Jacksonville’s Historic Springfield Initiative set out to spur the return of single family owner- occupied housing to the neighborhood by having the City’s Community Development and Housing Services Division stage an auction of 25 single family homes, along with special financing mechanisms for their purchase and renovation, to pre-qualified buyers wishing to live in this unique area. Additionally, the Community Development and Housing Services Division has begun marketing an Employer Assisted Housing Program to downtown employers. The aim of this program is to encourage workers who now commute through Springfield to settle in the neighborhood by offering them employer sponsored home-buyer subsidies.
New Orleans’ Kuji Center takes its name from the Swahili word for self-determination, Kujichagulia, the seventh principle of Kwanzaa. The Kuji Center is the culmination of the St. Thomas Residents Council’s desire to create a safe-haven for the development’s children. Parents and children of the housing project took the leading role in planning what kinds of services the Kuji Center would offer once the City of New Orleans decided to commit its Community Development Block Grant dollars to getting the project off the ground. The Kuji Center now offers a daily curriculum of classes in family life and sexuality, teen pregnancy prevention, rites of passage, career development, homework assistance, arts and crafts, drama, African dance, and the martial arts. The Center also serves meals, arranges filed trips, and offers kids a chance to learn basic computer skills and to be mentored by successful Africa-American business people, educators, artists, etc. from across the New Orleans metropolitan area. Parents of children enrolled in programs at the Kuji Center are also required to sign a contract stating that they will be active participants with their children in the Center’s curriculum.
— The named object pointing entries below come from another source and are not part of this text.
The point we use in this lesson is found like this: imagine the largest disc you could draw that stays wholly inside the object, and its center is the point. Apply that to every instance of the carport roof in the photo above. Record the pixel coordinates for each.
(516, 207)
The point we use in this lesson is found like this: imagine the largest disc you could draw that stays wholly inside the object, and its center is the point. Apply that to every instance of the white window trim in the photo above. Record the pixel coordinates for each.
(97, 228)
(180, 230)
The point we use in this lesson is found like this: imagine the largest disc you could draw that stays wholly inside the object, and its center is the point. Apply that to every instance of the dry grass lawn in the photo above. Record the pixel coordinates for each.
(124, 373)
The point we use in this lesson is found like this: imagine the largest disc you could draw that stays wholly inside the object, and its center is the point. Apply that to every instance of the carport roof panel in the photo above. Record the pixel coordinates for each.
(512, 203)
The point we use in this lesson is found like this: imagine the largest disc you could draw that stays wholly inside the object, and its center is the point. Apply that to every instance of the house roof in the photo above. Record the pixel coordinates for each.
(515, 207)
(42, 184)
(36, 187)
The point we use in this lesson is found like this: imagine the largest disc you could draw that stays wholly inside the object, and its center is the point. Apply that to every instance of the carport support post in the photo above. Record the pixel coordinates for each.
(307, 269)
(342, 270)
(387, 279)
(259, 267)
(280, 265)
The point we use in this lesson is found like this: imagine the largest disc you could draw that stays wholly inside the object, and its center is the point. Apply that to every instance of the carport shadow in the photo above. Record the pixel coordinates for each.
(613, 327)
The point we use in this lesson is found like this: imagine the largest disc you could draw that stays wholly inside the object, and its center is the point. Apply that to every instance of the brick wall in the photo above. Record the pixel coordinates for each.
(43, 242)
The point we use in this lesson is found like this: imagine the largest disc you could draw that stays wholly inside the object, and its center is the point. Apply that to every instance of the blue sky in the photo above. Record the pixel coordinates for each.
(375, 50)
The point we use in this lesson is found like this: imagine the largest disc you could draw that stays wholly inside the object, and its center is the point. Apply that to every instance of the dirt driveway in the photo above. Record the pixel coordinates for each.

San Francisco’s Job Link was launched by the Bay Area Video Coalition (BAVC) with the support of Community Development Block Grant dollars from the San Francisco Mayor’s Office of Community Development. JobLink provides the working poor, low-income San Francisco residents, and former welfare recipients with the skills and experience necessary to obtain entry-level jobs with career advancement and wage progression opportunities in the region’s expanding new media and technology industries. JobLink offers an innovative 480-hour training program that stresses media and technology skills recommended by its industry advisory board. Working in teams for actual clients, JobLink participants gain real world experience while enjoying almost unlimited access to industry-standard hardware and software. Applicants are identified and recruited through partnerships with an array of community-based agencies. Because of JobLink’s success, BAVC has attracted additional funding to expand its model to serve the working poor by establishing satellite training centers.